Sometimes in medicine, something that seems unequivocally bad turns out to have a therapeutic use—think of botulinum toxin. Zika virus has caused a devastating epidemic of microcephaly, mostly in South America, as result of maternal exposure in pregnancy. The virus has now been characterised, and researchers in Brazil wondered if its known neuro-destructive properties could be demonstrated in neurons that are rapidly dividing in postnatal life, as with some brain tumours (Kaid C et al.
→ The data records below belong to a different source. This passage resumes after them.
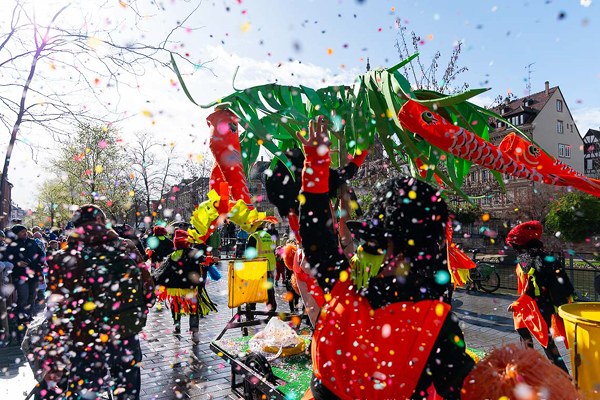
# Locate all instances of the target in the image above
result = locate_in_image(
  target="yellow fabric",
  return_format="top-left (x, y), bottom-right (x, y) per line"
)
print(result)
top-left (558, 303), bottom-right (600, 399)
top-left (188, 189), bottom-right (221, 243)
top-left (170, 249), bottom-right (183, 261)
top-left (159, 286), bottom-right (198, 298)
top-left (227, 200), bottom-right (277, 233)
top-left (350, 246), bottom-right (385, 289)
top-left (227, 259), bottom-right (268, 308)
top-left (527, 268), bottom-right (541, 296)
top-left (450, 268), bottom-right (471, 285)
top-left (248, 231), bottom-right (276, 271)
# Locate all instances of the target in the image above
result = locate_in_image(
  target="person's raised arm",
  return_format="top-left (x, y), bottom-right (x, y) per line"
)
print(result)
top-left (297, 116), bottom-right (348, 291)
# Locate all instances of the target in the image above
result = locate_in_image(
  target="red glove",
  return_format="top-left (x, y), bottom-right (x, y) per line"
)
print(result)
top-left (350, 150), bottom-right (369, 168)
top-left (302, 146), bottom-right (331, 193)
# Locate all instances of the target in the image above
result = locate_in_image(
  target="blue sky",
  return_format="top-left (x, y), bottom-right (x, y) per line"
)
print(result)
top-left (184, 0), bottom-right (600, 109)
top-left (0, 0), bottom-right (600, 207)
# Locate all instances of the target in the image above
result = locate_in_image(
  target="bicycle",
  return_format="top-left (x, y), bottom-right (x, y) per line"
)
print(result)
top-left (467, 249), bottom-right (500, 293)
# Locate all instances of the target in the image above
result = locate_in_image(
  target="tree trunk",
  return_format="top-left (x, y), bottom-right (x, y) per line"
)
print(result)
top-left (0, 43), bottom-right (46, 225)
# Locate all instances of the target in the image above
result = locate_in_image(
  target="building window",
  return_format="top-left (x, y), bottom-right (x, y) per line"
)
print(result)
top-left (558, 143), bottom-right (571, 158)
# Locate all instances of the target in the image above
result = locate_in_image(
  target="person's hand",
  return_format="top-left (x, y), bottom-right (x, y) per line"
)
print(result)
top-left (44, 369), bottom-right (63, 386)
top-left (296, 115), bottom-right (331, 151)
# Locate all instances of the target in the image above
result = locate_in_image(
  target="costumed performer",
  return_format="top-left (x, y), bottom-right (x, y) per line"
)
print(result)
top-left (153, 229), bottom-right (217, 343)
top-left (506, 221), bottom-right (574, 373)
top-left (265, 149), bottom-right (368, 327)
top-left (299, 117), bottom-right (474, 400)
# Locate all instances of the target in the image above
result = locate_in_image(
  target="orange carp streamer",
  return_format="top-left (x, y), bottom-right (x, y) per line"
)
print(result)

Cancer Research 2018. doi: 10.1158/0008-5472.CAN-17-3201).
First they exposed tumour cell lines in vitro to the Brazilian strain of the virus (ZIKVBR), and found that it selectively infected neuromalignant cells, especially embryonic cell lines, but was ineffective against other tumour cells (breast, prostate etc.). Then in mouse model experiments, they xeno-grafted human embryonic tumour cells (effectively medulloblastoma and teratoma cells) in to mice and injected ZIKVBR into their cerebral ventricles. This produced complete tumour remission in 20/29 animals. The virus did not appear to harm normal neurons. They even observed that the dying malignant cells deactivated the virus, thus further reducing potential harm.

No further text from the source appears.